Specter, along with Ken Krater, president of MTK Ltd., a Reno-based development firm, has been spearheading the project.

Specter says a group of between 20 to 30 community stakeholders has been meeting since last December, initially to oppose the proposed margins tax and to find better ways to fund municipal projects.

“We need other options and one other option is reinventing ourselves,” says Specter. “Creating a university town, between businesses and UNR, Desert Research Institute and Truckee Meadows Community College.”

The plan’s initial phase would cover the area between Valley Road on the east and Center Street to the west, bordered on the south by Fifth Street and I-80 to the north. A second phase would extend south a few blocks to the Reno Aces ballpark.

The plot covers roughly the same area as the Tessera District, a special tax district long-planned for development.
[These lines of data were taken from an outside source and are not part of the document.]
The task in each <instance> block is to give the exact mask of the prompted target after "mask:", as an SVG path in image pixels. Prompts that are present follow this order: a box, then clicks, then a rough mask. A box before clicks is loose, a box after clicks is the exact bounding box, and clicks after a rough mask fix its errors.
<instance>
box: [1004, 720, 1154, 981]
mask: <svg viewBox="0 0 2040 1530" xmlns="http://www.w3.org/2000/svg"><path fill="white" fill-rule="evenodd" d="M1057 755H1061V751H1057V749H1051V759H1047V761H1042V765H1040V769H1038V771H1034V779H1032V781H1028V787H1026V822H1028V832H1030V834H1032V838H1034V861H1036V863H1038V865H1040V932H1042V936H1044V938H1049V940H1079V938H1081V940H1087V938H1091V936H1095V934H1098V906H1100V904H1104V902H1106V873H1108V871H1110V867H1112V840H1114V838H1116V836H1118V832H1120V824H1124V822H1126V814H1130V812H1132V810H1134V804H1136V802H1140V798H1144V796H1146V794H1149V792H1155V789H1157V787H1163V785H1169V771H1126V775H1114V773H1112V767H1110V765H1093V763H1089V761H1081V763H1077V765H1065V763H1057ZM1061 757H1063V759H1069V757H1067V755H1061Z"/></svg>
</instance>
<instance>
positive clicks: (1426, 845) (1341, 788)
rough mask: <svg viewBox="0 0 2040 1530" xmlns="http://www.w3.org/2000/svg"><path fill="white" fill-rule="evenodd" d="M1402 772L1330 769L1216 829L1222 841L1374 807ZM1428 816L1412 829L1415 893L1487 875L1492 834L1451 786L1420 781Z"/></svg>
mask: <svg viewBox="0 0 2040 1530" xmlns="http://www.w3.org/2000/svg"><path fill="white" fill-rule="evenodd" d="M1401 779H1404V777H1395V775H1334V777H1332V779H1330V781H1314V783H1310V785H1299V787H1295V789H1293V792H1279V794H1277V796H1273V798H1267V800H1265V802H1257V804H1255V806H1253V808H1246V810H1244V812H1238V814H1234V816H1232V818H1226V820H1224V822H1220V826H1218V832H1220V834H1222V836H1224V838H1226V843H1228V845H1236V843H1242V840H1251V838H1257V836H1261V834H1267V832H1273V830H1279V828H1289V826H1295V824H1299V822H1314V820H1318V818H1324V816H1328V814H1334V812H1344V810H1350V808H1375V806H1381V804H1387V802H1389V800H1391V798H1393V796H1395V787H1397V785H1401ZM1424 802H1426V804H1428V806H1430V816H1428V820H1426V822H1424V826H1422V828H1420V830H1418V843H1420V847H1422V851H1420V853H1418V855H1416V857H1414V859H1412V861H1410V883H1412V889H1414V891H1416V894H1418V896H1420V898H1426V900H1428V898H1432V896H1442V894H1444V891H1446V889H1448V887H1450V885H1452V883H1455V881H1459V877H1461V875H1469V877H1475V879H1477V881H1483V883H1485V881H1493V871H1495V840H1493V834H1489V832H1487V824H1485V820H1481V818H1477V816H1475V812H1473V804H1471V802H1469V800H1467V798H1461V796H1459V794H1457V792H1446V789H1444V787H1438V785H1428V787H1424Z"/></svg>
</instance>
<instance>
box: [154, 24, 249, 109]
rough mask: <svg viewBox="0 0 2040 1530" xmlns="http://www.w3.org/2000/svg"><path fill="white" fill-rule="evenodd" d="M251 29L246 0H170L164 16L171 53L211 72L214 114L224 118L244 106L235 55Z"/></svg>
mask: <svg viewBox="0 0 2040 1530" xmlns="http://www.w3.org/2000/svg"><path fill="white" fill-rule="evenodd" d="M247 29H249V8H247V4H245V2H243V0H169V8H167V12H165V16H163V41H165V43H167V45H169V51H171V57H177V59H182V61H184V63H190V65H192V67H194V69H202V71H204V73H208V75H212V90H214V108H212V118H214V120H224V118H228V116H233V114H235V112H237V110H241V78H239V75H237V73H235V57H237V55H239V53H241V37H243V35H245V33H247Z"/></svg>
Apple Inc. is reportedly plans an office at Evans Avenue and Fifth Street, inside both Tessera and the Renossance Project areas. The office, to support its data center east of Reno, was expected last year but Apple has yet to break ground and it’s unclear if the computer maker still plans to build downtown.

Specter says the project’s first action item is to convince the Reno City Council to develop a new master plan and create what he calls an innovation, free-trade zone in the area.

“The next step is to fill the council chambers to capacity with people to make sure the master plan gets on the agenda,” says Specter.

Specter has been meeting city officials in an effort to get their buy-in on the project and working with the Regional Alliance for Downtown. Last week he was planning to meet with officials from the Regional Transportation Commission as well as Gary Carano, chief executive officer of Eldorado Resorts Inc., in further outreach.

The group is holding a presentation and brainstorming meeting July 22 in Reno for invited participants.